Sur les frais irrépétibles,
Aux termes de l’article 700 du Code de procédure civile, le juge condamne la partie tenue aux dépens qui perd son procès à payer à l’autre partie la somme qu’il détermine au titre des frais exposés et non compris dans les dépens en tenant compte de l’équité ou de la situation économique de la partie condamnée, pouvant même d’office, pour des raisons tirées des mêmes considérations, dire qu’il n’y a lieu à condamnation.
En l’espèce, l’équité commande de condamner Monsieur [Z] [I] à verser une somme de 700 euros au titre des frais irrépétibles que Monsieur [U] [C] a pu exposer pour la présente procédure.

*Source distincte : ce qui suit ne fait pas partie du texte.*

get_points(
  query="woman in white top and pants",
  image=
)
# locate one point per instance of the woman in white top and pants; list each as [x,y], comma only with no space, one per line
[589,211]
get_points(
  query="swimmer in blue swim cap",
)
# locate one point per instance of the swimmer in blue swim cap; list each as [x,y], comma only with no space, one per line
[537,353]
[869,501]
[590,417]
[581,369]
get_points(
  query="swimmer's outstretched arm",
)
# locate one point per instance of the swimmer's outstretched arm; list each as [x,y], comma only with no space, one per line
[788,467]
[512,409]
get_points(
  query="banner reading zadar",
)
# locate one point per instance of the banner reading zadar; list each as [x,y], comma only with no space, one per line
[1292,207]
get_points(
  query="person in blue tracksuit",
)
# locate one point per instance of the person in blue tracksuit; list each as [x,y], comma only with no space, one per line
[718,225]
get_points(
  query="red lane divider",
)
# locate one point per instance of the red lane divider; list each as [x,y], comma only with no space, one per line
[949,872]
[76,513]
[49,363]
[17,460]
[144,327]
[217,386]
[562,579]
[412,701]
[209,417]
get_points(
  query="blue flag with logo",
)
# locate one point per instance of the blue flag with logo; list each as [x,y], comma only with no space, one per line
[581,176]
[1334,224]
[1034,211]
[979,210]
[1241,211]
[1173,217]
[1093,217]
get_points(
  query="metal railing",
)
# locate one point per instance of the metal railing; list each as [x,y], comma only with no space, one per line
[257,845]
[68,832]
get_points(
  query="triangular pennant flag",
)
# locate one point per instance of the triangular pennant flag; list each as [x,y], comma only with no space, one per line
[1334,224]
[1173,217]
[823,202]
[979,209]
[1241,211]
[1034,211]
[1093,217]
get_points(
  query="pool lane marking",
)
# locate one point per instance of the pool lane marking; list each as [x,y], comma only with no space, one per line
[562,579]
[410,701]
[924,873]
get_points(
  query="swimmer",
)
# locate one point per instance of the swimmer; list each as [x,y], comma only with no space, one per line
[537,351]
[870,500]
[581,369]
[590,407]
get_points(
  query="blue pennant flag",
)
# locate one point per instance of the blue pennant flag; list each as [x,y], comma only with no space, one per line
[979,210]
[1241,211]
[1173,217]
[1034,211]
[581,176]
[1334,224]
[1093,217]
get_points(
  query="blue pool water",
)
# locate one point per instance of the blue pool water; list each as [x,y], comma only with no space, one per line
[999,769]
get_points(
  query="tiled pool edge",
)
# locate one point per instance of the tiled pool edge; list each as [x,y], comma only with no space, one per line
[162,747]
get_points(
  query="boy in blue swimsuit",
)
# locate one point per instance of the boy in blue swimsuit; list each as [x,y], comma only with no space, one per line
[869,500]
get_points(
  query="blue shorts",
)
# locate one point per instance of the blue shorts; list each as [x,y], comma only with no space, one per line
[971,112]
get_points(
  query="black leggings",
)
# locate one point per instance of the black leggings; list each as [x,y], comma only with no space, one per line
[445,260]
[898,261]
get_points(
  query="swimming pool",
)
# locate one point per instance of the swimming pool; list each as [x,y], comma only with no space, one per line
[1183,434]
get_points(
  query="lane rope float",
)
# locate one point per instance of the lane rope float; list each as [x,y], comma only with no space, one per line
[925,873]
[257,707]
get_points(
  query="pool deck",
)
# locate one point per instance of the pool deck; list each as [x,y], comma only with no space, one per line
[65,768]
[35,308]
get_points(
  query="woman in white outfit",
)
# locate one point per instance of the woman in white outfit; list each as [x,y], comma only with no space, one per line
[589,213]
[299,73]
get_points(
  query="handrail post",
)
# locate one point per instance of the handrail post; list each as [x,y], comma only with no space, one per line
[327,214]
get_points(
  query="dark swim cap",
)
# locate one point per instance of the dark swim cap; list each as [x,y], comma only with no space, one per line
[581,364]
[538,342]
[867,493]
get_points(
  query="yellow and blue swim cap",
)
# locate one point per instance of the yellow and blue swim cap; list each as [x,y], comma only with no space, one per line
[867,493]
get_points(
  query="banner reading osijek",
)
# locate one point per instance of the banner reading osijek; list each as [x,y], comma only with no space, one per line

Sur l’exécution provisoire,
En application de l’article 514 du Code de procédure civile, les décisions de première instance sont de droit exécutoires à titre provisoire à moins que la loi ou la décision rendue n’en dispose autrement.
PAR CES MOTIFS
Nous juge des référés, statuant publiquement, tous droits et moyens au fond demeurant réservés, par ordonnance mise à disposition au greffe, réputée contradictoire et en premier ressort,
Déclarons recevable la demande de résiliation formée par Monsieur [U] [C] concernant le contrat de bail du 1er février 2024 consenti à Monsieur [Z] [I] et portant sur un local à usage d’habitation sis [Adresse 1] ;
Constatons l’acquisition de la clause résolutoire à compter du 08 janvier 2025;
Constatons la résiliation de plein droit du contrat de bail précité à compter du 08 janvier 2025 ;
Constatons que Monsieur [Z] [I] est occupant sans droit ni titre des locaux précités depuis le 08 janvier 2025 ;
Condamnons Monsieur [Z] [I] à payer à Monsieur [U] [C] la somme de 10 074,37€, à titre de provision à valoir sur les arriérés locatifs impayés (loyers et charges) échus au 1er mars 2025, avec intérêts au taux légal à compter de la signification de la présente ordonnance ;
Autorisons l’expulsion de Monsieur [Z] [I] ainsi que de tous occupants de son chef du local d’habitation précité, et disons qu’à défaut de départ volontaire, l’intéressé pourra être contraint à l’expulsion avec, si besoin est, l’assistance de la force publique et d’un serrurier à la suite du délai légal de deux mois suivant la délivrance d’un commandement délivré par huissier de justice d’avoir à quitter les lieux ;
Déboutons Monsieur [U] [C] de sa demande de suppression du délai prévu à l’article L412-1 du Code des procédures civiles d’exécution ;
Déboutons Monsieur [U] [C] de sa demande d’expulsion sous astreinte ;
Disons qu’en cas d’expulsion il sera procédé en tant que de besoin à l’enlèvement des meubles et objets mobiliers se trouvant dans les lieux, dont le sort sera régi conformément aux dispositions des articles L. 433-1 et L. 433-2 du code des procédures civiles d’exécution ;
Condamnons Monsieur [Z] [I] à payer à Monsieur [U] [C] à titre provisionnel une indemnité d’occupation mensuelle forfaitaire de 1 600 euros, indexation contractuelle comprise, à compter du 02 mars 2025 et jusqu’à libération effective et définitive des lieux par restitution des clés ;
Déboutons Monsieur [U] [C] de sa demande de conservation du dépôt de garantie ;
ET PAR AILLEURS
Condamnons Monsieur [Z] [I] à payer à Monsieur [U] [C] la somme de 700€ au titre des dispositions de l’article 700 du Code de procédure civile ;
Condamnons Monsieur [Z] [I] aux entiers dépens de l’instance ;
Rappelons que l’exécution provisoire est de droit ;
Rejetons les demandes pour le surplus.
Ainsi ordonné et mis à disposition au greffe le 17 juin 2025.